The Lower Depths divides into three acts; It takes three acts for the cast to relax into a collective cadence. Act one is dominated by an uneasy rhythm created by the actors anticipating the next move/line. Act two, far more jovial and laugh-packed than the previous one, crescendoes to a fight as funny as an episode of the Three Stooges. Act three is an unpleasant marriage of drunken revelations, unwarranted rage and pain. Despite these shortcomings, the denouement holds a punch. Two-and-a-half hours later, the emotional ending seems warranted and resonates beyond the curtain call.
Russian realism has a bad rep. Most sour away from its blunt discussion (sometimes idealization) of death, philosophical dialogue and mundane plots. This genre doesn’t aspire to awe but rather enlighten, and, sometimes, this results in a production so dull you join the onstage prayers for the sweet release of death.
Syracuse University drama department’s production of Maxim Gorky’s The Lower Depths fell within the limitations of the genre. Despite the large ensemble’s comedic moxie, the drama felt lifeless.
Set in a Russian flophouse at the turn of the 20th century, The Lower Depths follows a band of social outcasts (thieves, ex-convicts, poor workers, as well as those fallen from grace) suffering through the perils of daily life. People die (from natural and unnatural causes), hearts break and copious amounts of vodka are consumed. The ensemble, 11 men and 5 women, moves in and out of focus as the characters interact in smaller group scenes, duets and monologues. While the moments of tension may have been the reality of 1900s rural Russian life, a 21st century audience may find it difficult to connect with the characters’ tribulations.
The scenic and costume design shine in this production. Ryan Shaules’ set transports the audience to lower class Russian squalor, complete with cracked walls buried under inches of dirt and bed linens that look more suited to animals than humans. The costumes, by Danielle Hodgins, evoke the poor hygiene of the era. From the boots that wear their age like a badge of honor to the greasy beards, the men’s wear is divine. The women wear once lovely items, tarnished by time and misfortune.
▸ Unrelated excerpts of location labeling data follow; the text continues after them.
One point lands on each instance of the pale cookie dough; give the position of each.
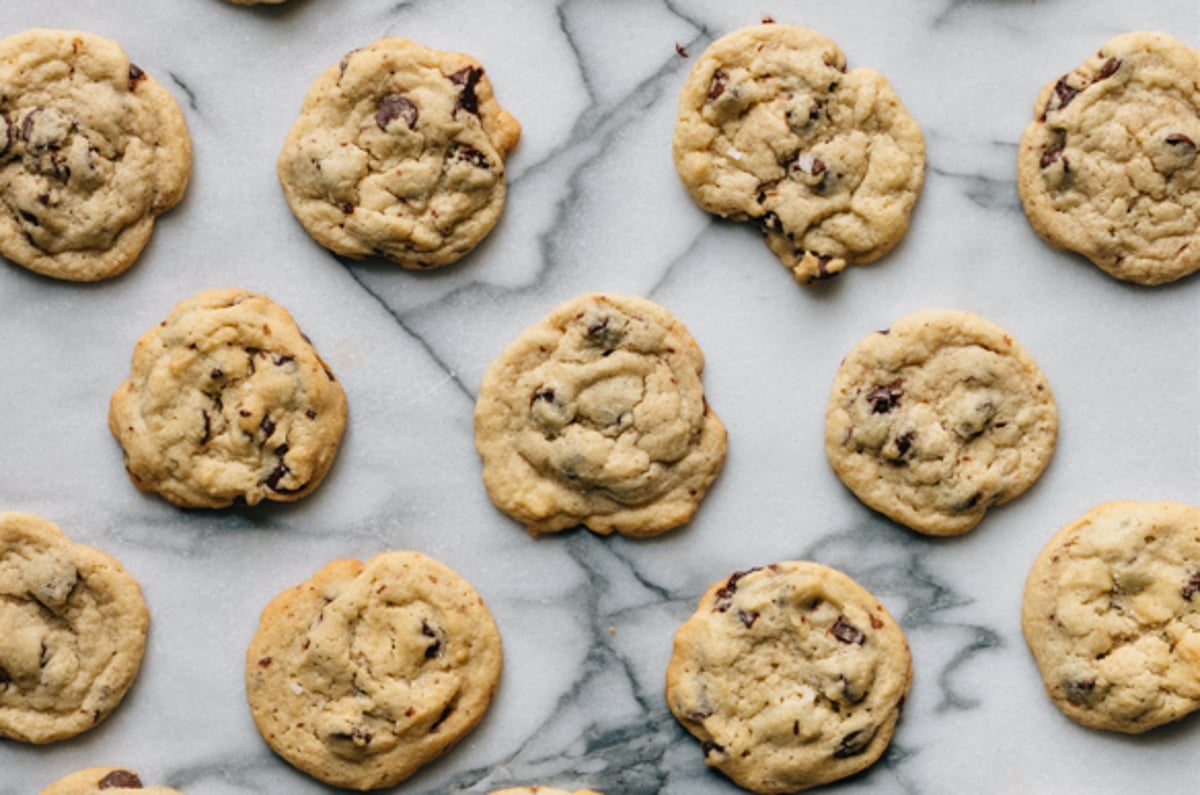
(227, 401)
(72, 632)
(91, 150)
(107, 781)
(597, 416)
(370, 670)
(939, 418)
(773, 129)
(1113, 617)
(791, 676)
(1109, 166)
(399, 153)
Given the innate challenges of The Lower Depths, Syracuse University handles the difficult text with aplomb. Their attention to detail and commitment to accuracy was apparent, but I found this alone could not resurrect this production. Perhaps a more effective learning tool for the students than an audience-pleasing production, The Lower Depths, a masterpiece of Russian realism, flatlines in the context of contemporary life.